It seems like you are using the word “encoding” in a non-standard way — it sounds like you mean the Unicode codepoint value. e.g. U+0041 is the codepoint for the ASCII character 'A'
, not an “encoding”.
In contrast, UTF-8 is an “encoding” of Unicode characters into byte sequences. For example, U+1F385 '🎅'
is encoded as a sequence of 4 bytes in UTF-8:
julia> codeunits("🎅")
4-element Base.CodeUnits{UInt8, String}:
0xf0
0x9f
0x8e
0x85
whereas U+03B1 'α'
is encoded as two bytes in UTF-8:
julia> codeunits("α")
2-element Base.CodeUnits{UInt8, String}:
0xce
0xb1
I showed how to get the UTF-8 encoding bytes with codeunits
above, but it sounds like you really want the codepoint value, which you can get easily by e.g.:
julia> '🎅' # display information about the character in the REPL
'🎅': Unicode U+1F385 (category So: Symbol, other)
julia> UInt32('🎅') # codepoint as an integer value
0x0001f385
Note that a “visible glyph” might be more than one character, e.g. α̂
(a single “grapheme”) is two characters:
julia> collect("α̂")
2-element Vector{Char}:
'α': Unicode U+03B1 (category Ll: Letter, lowercase)
'̂': Unicode U+0302 (category Mn: Mark, nonspacing)
and you can get information about how to type it easily by pasting it at the help?>
prompt:
help?> α̂
"α̂" can be typed by \alpha<tab>\hat<tab>
You can also type codepoint values as \uXXXX
escape sequences into a string and then copy-paste it:
julia> "\u03B1\u0302"
"α̂"
You can also add custom tab completions to the REPL, e.g.
using REPL: REPLCompletions
REPLCompletions.latex_symbols["\\alphahat"] = "α̂" # or "\u03B1\u0302"
will let you tab-complete \alphahat
to α̂
. (And, of course, all modern operating systems provide a variety of input methods for Unicode characters.)
See this post for how to directly use codepoint values as variable names like uvar"\u03B1\u0302"
in Julia (which in practice will probably be about as popular as trigraphs).
Note that this is not quite true, especially for strings (or “glyphs” or graphemes) that consist of multiple characters.

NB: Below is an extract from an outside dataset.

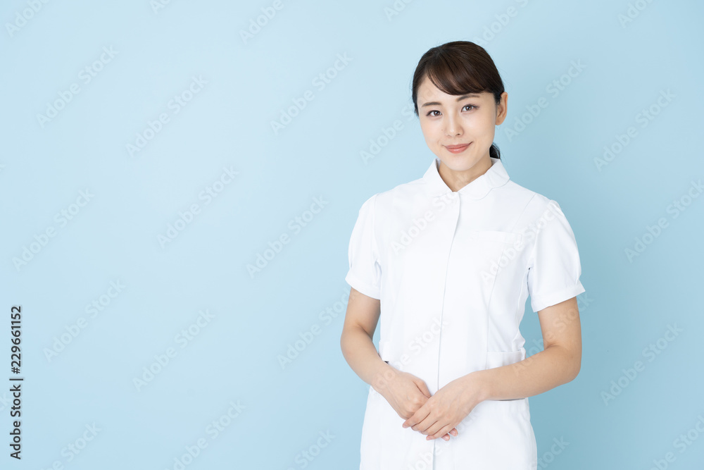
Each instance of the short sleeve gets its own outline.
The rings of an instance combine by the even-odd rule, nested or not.
[[[528,268],[528,293],[533,311],[537,312],[571,299],[585,289],[579,280],[582,264],[577,240],[556,202],[549,201],[535,227]]]
[[[345,280],[365,295],[380,299],[382,266],[374,231],[375,199],[376,194],[359,209],[350,237],[349,271]]]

Unicode equivalence generally involves some form of normalization to do comparisons. (And Julia provides facilities for this. For source-code identifiers, Julia does NFC normalization + some custom normalizations.)
It’s 2024 — if your font won’t display characters that you want to use, get a better font. (And if your editor doesn’t support Unicode, stop using ed
and get a better editor.)